Within just a few months, Marx would be dead.

Craig Jeffrey “CJ” Marx, who was from Antigo, lost his battle with liver disease on Feb. 27, 2022 at Froedtert Hospital in Milwaukee, Wisconsin. He was just 36 years old.

It’s a death that we still mourn, as does his family. A few months before moving to Stevens Point, Marx called me to say, “I’m in,” and relocated to Stevens Point after “being out of the news game for too long,” as he put it, and was “just itching to get back into the action.”

There was never any question about hiring Marx. He understood what it took to be a true news reporter. He knew the right questions to ask. He knew it was long hours, little time for a social life, and eating many of his meals on-the-go. But it ran in his blood, so he really was “all in,” and had been for a long time.

This reporter worked with Marx at another local news company from 2015 to 2017 (which is like 10 years in the news business). He was well-liked by all, and immediately. He’d cut his teeth as a cub at the Antigo Daily Journal, and ultimately became one hell of a reporter before taking the editorship at the Antigo Times.

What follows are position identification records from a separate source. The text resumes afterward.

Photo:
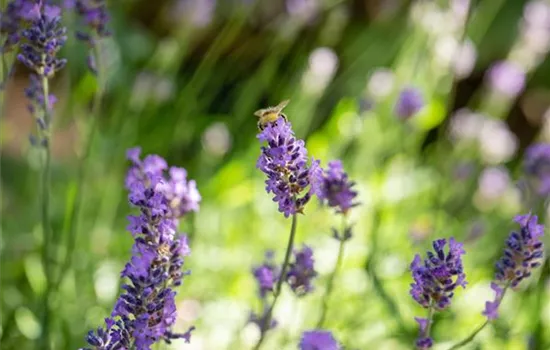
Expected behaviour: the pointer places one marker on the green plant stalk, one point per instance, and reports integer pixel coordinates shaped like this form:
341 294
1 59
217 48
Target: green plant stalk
76 202
431 310
332 277
370 269
286 261
472 335
45 217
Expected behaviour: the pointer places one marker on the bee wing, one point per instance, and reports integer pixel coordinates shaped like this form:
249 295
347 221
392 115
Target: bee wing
282 105
259 112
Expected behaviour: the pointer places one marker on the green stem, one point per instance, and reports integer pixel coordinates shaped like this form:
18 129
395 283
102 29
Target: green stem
370 269
45 216
472 335
430 321
332 277
72 225
267 322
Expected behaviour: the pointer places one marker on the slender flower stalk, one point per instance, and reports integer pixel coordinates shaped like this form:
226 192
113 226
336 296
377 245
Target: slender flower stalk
435 279
523 253
71 230
332 278
284 160
40 43
266 323
337 192
145 312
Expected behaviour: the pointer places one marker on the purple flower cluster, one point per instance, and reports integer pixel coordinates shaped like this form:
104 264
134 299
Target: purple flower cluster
146 311
285 162
301 271
537 165
266 276
11 19
409 102
43 40
336 189
523 253
318 340
95 15
436 278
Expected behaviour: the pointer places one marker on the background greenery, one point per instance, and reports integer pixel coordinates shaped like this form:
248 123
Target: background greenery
183 80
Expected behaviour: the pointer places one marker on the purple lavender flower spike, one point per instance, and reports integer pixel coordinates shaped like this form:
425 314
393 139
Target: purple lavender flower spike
508 78
114 336
43 40
12 21
523 253
146 310
284 161
266 276
409 102
301 271
537 165
95 15
336 189
318 340
436 278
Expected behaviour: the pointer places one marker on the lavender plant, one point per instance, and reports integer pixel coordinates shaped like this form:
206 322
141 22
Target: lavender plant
409 102
39 44
95 17
435 279
318 340
293 182
523 253
337 192
145 312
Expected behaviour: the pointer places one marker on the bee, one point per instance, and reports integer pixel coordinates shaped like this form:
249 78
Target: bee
271 114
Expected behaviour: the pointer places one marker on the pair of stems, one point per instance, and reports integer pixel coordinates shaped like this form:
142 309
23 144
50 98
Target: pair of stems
51 284
472 335
265 325
45 216
332 276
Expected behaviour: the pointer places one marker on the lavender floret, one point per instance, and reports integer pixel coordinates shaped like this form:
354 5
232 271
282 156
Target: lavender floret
318 340
436 278
266 276
336 189
284 160
524 252
146 311
43 40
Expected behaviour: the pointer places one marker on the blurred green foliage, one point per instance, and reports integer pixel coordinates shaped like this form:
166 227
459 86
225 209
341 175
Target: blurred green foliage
184 84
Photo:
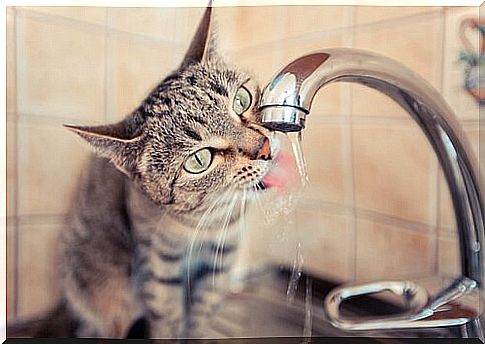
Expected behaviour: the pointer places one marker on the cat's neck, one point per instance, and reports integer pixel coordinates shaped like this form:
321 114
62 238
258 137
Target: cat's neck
147 219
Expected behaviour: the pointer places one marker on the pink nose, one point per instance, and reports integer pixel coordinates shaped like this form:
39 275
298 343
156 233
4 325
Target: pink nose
263 151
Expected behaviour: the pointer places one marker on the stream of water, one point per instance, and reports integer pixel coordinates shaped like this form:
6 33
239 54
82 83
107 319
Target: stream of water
296 272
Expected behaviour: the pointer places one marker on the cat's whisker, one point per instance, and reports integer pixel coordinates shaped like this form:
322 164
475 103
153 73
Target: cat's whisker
202 225
222 235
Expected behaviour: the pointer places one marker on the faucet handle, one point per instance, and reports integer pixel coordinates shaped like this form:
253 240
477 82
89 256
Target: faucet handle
422 312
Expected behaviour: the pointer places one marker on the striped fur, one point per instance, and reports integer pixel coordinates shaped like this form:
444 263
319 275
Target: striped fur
145 238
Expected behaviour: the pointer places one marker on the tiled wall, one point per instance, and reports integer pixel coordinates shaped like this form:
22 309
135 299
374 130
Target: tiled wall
376 205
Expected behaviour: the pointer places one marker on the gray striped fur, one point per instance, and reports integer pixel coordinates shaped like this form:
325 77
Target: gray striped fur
144 237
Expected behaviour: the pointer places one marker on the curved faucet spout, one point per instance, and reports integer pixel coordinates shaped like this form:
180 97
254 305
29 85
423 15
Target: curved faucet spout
287 99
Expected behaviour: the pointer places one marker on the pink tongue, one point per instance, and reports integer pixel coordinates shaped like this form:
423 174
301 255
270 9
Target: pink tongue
282 173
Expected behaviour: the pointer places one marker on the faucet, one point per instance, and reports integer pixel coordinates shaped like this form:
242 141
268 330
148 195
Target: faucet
285 104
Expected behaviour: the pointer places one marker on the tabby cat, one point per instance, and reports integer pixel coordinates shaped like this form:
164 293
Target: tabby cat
160 205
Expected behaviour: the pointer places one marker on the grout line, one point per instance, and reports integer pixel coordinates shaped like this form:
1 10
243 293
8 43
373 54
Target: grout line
16 239
441 69
348 147
341 209
90 26
394 221
336 30
106 65
48 119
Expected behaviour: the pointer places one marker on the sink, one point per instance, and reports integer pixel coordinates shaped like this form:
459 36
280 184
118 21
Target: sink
262 309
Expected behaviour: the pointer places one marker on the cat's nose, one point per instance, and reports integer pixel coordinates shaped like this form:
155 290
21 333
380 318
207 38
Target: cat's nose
263 151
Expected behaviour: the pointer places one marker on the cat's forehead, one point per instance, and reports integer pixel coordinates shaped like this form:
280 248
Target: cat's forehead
196 91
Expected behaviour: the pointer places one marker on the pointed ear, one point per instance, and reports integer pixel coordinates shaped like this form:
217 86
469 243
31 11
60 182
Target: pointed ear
114 143
202 44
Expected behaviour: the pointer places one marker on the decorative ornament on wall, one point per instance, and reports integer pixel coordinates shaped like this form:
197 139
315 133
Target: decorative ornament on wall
474 60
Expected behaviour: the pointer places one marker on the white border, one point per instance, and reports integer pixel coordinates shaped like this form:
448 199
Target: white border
224 3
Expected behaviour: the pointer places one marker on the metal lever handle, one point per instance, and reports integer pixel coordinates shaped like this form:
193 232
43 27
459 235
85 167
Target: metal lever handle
422 312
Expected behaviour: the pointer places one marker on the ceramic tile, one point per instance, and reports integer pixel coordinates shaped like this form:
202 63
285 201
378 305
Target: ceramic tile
11 293
137 66
325 155
38 279
61 69
158 23
10 75
11 168
386 252
448 255
327 244
51 160
301 20
372 14
415 44
394 171
95 15
248 23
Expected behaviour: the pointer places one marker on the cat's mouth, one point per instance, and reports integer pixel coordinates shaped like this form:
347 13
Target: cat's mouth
280 174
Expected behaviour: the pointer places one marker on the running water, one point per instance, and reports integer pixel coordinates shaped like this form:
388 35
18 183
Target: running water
295 274
296 145
296 139
307 329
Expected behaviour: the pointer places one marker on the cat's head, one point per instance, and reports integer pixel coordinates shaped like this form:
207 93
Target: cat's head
195 138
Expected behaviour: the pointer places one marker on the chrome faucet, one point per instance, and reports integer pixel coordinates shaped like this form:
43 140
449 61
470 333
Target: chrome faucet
286 102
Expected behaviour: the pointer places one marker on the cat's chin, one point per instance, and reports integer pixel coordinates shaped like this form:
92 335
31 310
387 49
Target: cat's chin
281 174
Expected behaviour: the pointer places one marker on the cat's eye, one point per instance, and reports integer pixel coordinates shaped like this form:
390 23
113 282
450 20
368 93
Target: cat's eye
199 161
242 101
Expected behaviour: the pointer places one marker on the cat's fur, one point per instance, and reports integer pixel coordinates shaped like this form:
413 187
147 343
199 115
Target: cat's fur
145 238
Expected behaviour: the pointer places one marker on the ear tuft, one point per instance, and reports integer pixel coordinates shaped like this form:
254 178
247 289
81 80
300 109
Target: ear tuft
202 44
108 141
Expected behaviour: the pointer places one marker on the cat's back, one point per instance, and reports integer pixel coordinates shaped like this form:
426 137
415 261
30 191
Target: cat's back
98 224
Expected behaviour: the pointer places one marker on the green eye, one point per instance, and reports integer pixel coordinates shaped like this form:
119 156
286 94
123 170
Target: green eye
242 101
199 161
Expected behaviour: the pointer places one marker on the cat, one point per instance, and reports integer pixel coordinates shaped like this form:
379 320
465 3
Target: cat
155 225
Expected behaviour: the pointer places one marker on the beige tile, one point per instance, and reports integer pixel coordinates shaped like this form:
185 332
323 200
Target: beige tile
247 23
11 168
369 102
187 20
371 14
328 100
61 70
327 244
10 40
148 21
137 67
11 292
416 44
262 65
463 104
38 279
51 160
448 255
324 149
447 220
320 238
385 252
301 20
394 171
96 15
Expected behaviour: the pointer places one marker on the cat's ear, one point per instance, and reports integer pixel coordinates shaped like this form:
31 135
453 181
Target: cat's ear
202 45
113 142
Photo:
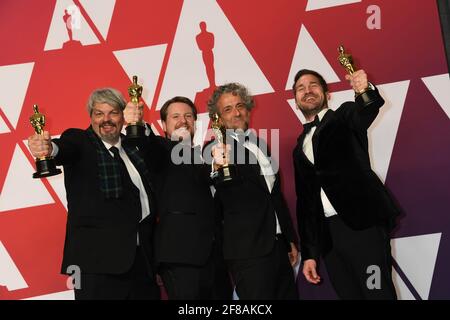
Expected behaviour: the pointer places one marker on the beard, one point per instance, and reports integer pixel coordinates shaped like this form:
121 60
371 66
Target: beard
108 136
313 108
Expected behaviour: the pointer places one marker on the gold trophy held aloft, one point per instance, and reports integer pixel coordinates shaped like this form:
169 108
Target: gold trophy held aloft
368 95
226 173
45 166
135 129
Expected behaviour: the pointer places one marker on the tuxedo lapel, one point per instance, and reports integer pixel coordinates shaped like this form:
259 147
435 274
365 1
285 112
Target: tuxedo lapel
299 150
323 124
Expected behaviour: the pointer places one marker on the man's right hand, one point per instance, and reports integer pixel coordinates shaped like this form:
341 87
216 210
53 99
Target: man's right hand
221 154
133 113
310 271
40 145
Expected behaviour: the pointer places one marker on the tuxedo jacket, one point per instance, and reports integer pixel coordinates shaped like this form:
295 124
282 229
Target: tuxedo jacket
187 223
342 169
248 208
101 234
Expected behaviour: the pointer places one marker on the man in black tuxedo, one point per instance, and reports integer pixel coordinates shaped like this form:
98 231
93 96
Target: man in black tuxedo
259 239
344 212
110 204
187 240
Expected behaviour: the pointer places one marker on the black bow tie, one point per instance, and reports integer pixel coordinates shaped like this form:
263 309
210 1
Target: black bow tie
308 126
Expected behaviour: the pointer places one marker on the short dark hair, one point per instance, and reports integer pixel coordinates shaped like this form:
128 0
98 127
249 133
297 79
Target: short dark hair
235 89
165 107
110 96
303 72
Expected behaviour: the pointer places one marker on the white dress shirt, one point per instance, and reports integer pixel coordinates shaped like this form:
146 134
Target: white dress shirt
309 152
266 168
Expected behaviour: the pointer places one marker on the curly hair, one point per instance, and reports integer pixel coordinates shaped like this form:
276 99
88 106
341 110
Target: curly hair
234 88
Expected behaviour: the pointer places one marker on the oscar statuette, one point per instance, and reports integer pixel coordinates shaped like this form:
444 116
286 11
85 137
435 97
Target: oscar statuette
367 96
135 129
226 173
45 166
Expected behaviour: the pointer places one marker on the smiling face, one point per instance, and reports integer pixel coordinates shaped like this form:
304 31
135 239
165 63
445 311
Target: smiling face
233 112
310 96
180 121
107 122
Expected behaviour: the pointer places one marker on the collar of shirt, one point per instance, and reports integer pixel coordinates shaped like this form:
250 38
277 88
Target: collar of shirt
321 114
118 145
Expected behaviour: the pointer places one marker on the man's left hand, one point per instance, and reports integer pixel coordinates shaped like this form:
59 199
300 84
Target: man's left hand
358 81
293 255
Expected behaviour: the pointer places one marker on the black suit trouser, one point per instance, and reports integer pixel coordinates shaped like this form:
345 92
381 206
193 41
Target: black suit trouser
269 277
135 284
359 263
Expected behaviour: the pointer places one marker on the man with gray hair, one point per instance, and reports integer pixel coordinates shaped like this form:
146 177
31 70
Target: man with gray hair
259 242
110 204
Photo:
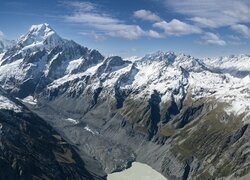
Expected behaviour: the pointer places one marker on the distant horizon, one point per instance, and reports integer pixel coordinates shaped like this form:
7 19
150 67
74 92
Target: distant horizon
199 29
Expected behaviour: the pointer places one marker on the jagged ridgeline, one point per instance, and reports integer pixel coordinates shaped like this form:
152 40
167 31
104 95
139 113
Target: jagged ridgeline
186 117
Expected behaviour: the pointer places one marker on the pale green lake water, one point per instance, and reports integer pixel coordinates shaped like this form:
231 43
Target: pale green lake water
138 171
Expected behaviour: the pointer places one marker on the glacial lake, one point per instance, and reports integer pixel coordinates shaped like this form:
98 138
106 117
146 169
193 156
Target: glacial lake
138 171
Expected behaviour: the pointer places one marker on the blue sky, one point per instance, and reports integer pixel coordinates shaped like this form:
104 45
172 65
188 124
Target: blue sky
201 28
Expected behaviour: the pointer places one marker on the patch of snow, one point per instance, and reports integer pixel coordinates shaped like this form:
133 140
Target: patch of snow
7 104
87 128
30 100
72 120
73 65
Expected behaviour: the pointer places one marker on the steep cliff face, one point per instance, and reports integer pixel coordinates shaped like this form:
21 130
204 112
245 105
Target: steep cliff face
187 118
31 149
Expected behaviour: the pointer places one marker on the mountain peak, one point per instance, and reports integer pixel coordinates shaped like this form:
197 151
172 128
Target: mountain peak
41 28
40 36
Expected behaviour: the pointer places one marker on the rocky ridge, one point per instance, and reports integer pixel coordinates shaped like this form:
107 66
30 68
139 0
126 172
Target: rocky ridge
186 117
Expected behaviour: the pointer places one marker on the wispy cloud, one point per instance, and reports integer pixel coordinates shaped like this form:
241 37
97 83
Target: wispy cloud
211 38
213 13
177 28
1 34
146 15
94 35
90 14
241 29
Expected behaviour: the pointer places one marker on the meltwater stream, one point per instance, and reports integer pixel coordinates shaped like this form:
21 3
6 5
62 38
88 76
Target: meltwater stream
138 171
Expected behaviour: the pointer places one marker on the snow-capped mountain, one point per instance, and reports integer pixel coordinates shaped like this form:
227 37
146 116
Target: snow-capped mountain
175 112
31 148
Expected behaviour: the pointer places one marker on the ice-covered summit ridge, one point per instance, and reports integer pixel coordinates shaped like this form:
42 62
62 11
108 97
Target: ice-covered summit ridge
39 37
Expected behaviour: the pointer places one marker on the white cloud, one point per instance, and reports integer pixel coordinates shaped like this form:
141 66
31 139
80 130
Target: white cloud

An avid writer and bartender, Craig was a well-known fixture on the Antigo, and for a short time, the Stevens Point, sports scenes. He’d just begun building relationships with local coaches in Portage Co. when he fell ill.

But as many reporters before him, Craig developed a drinking problem. After police called him an ambulance, he was almost immediately transported from St. Michael’s Hospital in Stevens Point to a specialized facility in Milwaukee. While awaiting a liver transplant there, his organs began to fail. And we lost a great shining star who would’ve gone very far in the news business, and eventually, in his life’s goals, which included finishing his book.

If his death could serve a purpose, it’s to remind us all, in the midst of a mental health crisis and increasing opioid and fentanyl overdose deaths sweeping the nation, that alcoholism is still very much a problem. It can happen to anyone regardless of their upbringing or present circumstances.

From his hospital bed days before he died, Craig told me he didn’t realize how bad his problem was. He also expressed his determination in proving to his doctors that he was worth the risk of a transplant, and his desire to get healthy and get back to work. Sadly, it didn’t end that way, and that was the last time I spoke with him.

We’d encourage anyone with a drinking problem to reach out for help. It’s nothing to be ashamed of, and your friends and family will be so grateful you did.